Banca atribui ao site a publicação de fake news, mas até hoje não conseguiu provar acusação nos tribunais

Décio Freire Advogados (DFA), escritório de advocacia contratado por Vittorio Medioli para mover ações contra o site Livre Concorrência, acumula derrotas  na Justiça de dois estados e no STJ

Grupo de advogados defensores de representantes do cartel dos cegonheiros acusa o jornalista Ivens Carús de fazer parajornalismo, seja lá o que for isso. No Cade protocolaram petição em que acusam a Polícia Federal, o Gaeco e o próprio órgão antitruste de deflagrarem a Operação Pacto para “cumprir o desejado por Ivens Carús”. Fora os absurdos, também omitem das autoridades que a equipe de redação do LC ajudou a derrubar no Superior Tribunal de Justiça (STJ) uma liminar obtida por eles para livrar da condenação em 2ª instância réus julgados por formação de cartel. Reportagem exclusiva do site Livre Concorrência provou que a ANTV, representada por essa banca, não tinha legitimidade para representar transportadoras relacionadas no recurso.

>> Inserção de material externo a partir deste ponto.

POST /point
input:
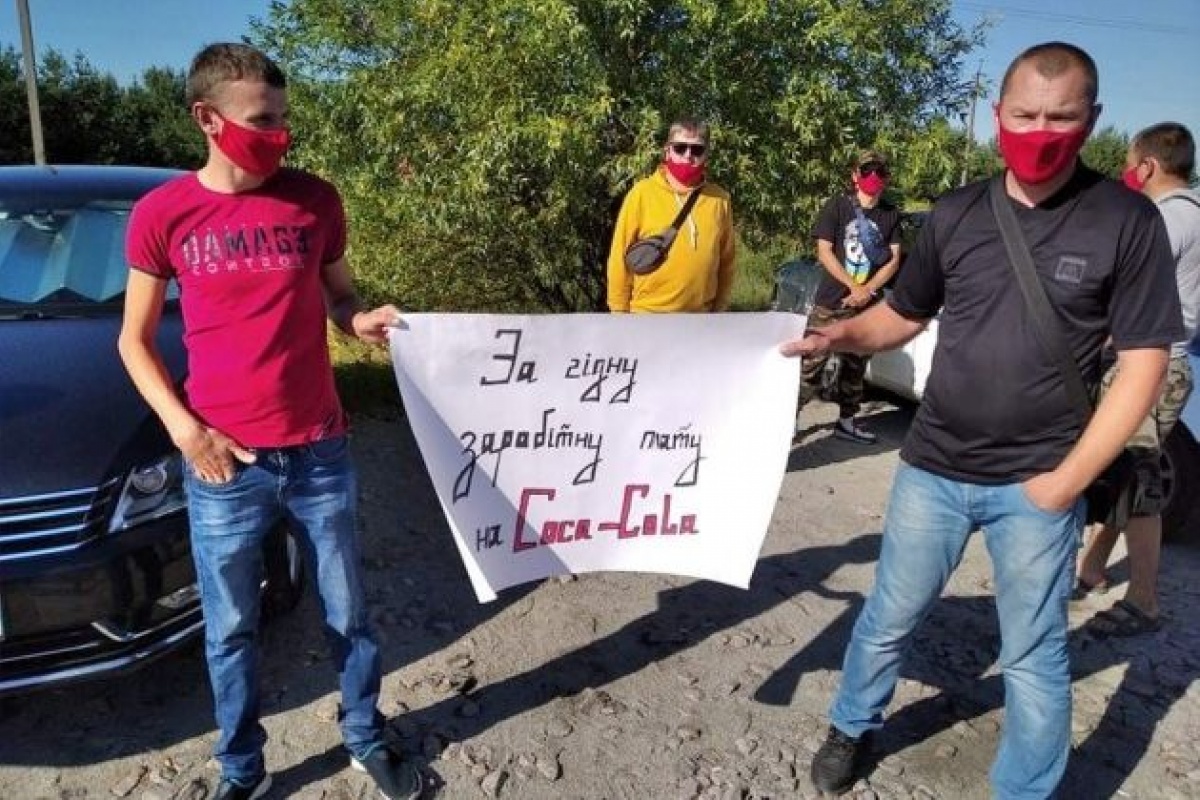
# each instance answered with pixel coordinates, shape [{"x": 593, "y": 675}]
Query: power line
[{"x": 1074, "y": 19}]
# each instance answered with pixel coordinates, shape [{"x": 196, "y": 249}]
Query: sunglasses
[{"x": 685, "y": 148}]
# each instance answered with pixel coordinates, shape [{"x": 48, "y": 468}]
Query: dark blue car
[{"x": 96, "y": 575}]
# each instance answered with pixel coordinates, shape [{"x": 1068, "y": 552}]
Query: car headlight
[{"x": 150, "y": 491}]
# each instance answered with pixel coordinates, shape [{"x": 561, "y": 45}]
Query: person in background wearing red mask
[
  {"x": 858, "y": 245},
  {"x": 697, "y": 271},
  {"x": 996, "y": 444},
  {"x": 259, "y": 254},
  {"x": 1159, "y": 164}
]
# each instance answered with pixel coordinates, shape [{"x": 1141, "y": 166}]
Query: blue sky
[{"x": 1146, "y": 50}]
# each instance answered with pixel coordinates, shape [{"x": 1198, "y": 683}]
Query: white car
[{"x": 905, "y": 373}]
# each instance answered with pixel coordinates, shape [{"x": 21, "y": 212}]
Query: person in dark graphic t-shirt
[
  {"x": 258, "y": 253},
  {"x": 858, "y": 245}
]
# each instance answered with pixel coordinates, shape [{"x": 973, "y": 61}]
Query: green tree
[
  {"x": 484, "y": 145},
  {"x": 157, "y": 130},
  {"x": 16, "y": 145},
  {"x": 78, "y": 110},
  {"x": 1105, "y": 151}
]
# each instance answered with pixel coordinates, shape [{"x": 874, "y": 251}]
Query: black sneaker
[
  {"x": 851, "y": 431},
  {"x": 234, "y": 791},
  {"x": 395, "y": 777},
  {"x": 835, "y": 765}
]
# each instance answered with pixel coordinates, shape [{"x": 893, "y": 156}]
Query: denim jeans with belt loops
[
  {"x": 313, "y": 487},
  {"x": 1032, "y": 551}
]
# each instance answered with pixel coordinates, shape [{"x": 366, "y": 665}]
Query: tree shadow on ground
[
  {"x": 955, "y": 649},
  {"x": 684, "y": 617}
]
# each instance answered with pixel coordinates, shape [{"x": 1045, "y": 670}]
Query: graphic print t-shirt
[
  {"x": 838, "y": 224},
  {"x": 249, "y": 271}
]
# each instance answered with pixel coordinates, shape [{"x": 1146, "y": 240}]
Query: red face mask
[
  {"x": 871, "y": 184},
  {"x": 1037, "y": 156},
  {"x": 258, "y": 152},
  {"x": 1129, "y": 178},
  {"x": 684, "y": 173}
]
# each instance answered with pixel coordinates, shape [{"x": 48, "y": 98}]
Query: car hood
[{"x": 70, "y": 416}]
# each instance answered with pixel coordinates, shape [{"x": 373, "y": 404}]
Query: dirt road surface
[{"x": 622, "y": 686}]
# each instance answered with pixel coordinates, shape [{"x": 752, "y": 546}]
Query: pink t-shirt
[{"x": 249, "y": 268}]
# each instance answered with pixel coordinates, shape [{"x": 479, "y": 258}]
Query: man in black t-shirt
[
  {"x": 996, "y": 444},
  {"x": 858, "y": 245}
]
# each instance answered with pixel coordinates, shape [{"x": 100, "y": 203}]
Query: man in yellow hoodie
[{"x": 697, "y": 271}]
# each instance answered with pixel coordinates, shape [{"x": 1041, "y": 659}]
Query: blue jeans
[
  {"x": 1032, "y": 551},
  {"x": 313, "y": 487}
]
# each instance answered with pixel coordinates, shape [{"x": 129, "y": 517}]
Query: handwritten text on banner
[{"x": 576, "y": 443}]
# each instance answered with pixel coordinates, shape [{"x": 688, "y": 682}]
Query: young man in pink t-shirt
[{"x": 258, "y": 253}]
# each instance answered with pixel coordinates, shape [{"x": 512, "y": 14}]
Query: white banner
[{"x": 577, "y": 443}]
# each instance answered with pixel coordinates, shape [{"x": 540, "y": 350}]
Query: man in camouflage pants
[{"x": 1159, "y": 162}]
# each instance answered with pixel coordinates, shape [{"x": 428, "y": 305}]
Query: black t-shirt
[
  {"x": 995, "y": 408},
  {"x": 838, "y": 224}
]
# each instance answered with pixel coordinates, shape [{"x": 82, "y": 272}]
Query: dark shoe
[
  {"x": 1123, "y": 619},
  {"x": 234, "y": 791},
  {"x": 835, "y": 765},
  {"x": 851, "y": 431},
  {"x": 395, "y": 777},
  {"x": 1084, "y": 589}
]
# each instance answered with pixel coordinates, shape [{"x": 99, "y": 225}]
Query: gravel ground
[{"x": 619, "y": 685}]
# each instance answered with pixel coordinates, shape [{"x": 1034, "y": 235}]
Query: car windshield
[{"x": 64, "y": 260}]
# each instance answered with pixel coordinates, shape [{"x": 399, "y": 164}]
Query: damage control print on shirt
[
  {"x": 249, "y": 268},
  {"x": 253, "y": 248}
]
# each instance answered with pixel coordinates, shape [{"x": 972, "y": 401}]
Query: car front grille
[{"x": 54, "y": 523}]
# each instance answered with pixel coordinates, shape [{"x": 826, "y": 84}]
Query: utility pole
[
  {"x": 35, "y": 112},
  {"x": 966, "y": 151}
]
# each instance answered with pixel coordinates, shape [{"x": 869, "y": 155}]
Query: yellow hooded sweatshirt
[{"x": 697, "y": 274}]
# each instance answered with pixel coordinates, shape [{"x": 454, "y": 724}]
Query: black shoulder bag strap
[
  {"x": 687, "y": 208},
  {"x": 1045, "y": 322}
]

A liminar foi cassada há pouco mais de um ano, depois de o então ministro do STJ rever a decisão que beneficiava a ANTV. Antes o magistrado determinara a suspensão de todos os atos proferidos no julgamento do Tribunal Regional Federal da 4ª Região (TRF-4) na Ação Civil Pública que manteve a condenação de 1ª instância, por formação de cartel, dos réus General Motors, ANTV, Luiz Moan Yabiku Júnior e Sindicato dos Cegonheiros de São Paulo (Sinaceg).

Diferente do que foi afirmado em petição, o material anexado aos autos pelo próprio escritório de advocacia, comprovava que a ANTV não possuía nenhuma transportadora associada desde 2004. Uma delas, a BF Transportes, inclusive, não autorizou o uso do nome na ação judicial. A partir da matéria publicada pelo site Livre Concorrência, a Procuradoria-Geral da República, com base em documentos apresentados pelo ex-líder sindical Afonso Rodrigues de Carvalho – que depois aderiu ao cartel, após acordo comercial com Medioli – pediu a nulidade do processo suscitado pela ANTV, por ausência de legitimidade da entidade.

Napoleão ainda pediu aos advogados da ANTV que comprovassem que a associação estava apta para representar as transportadoras citadas. Como isso não aconteceu, o ministrou cassou a liminar.

Ainda no STJ, ANTV, representada pelos mesmos advogados, sofreu nova derrota em 2005. A entidade requereu ao Tribunal, após perder em instâncias inferiores, a suspensão de veiculação de matérias publicadas no site por considerá-las ofensivas.  O então ministro Humberto Gomes de Barros negou seguimento ao recurso especial por “ausência de comprovação de violação dos dispositivos da lei federal apontados [pela ANTV] e por não ter sido feito a demonstração analítica dos acórdão paradigmas colacionados”. Logo em seguida, a ANTV desistiu da ação.

Essa não foi a única derrota dessa banca em confrontos judiciais contra o site. O advogado da ANTV participa de dois recursos de Medioli e do grupo Sada contra o jornalista Ivens Carús, no Tribunal de Justiça do Rio Grande do Sul (TJ-RS). O outro ainda não tem data de julgamento marcada. Além dessas, mais quatro queixas-crime foram ajuizadas na comarca de Betim (MG).

A mais emblemática derrota da banca foi na defesa da ANTV ao longo da Ação Civil Pública movida pelo Ministério Público Federal do Rio Grande do Sul. Ao longo de 14 anos de tramitação do processo, os advogados do escritório DFA não conseguiram provar a “inocência” da entidade que foi condenada ao pagamento de R$ 5 milhões a título de multa por formação de cartel no setor de transporte de veículos novos. Além disso, a Justiça Federal extinguiu compulsoriamente a entidade cujo controle era exercido pelo grupo Sada – possuía cinco das oito transportadoras associadas – por ser uma associação, segundo a sentença confirmada pelo TRF-4, criada para cometer ilícitos. Foi presidida por Vittorio Medioli e teve na direção executiva por vários anos Edson Luiz Pereira, também integrante do grupo Sada.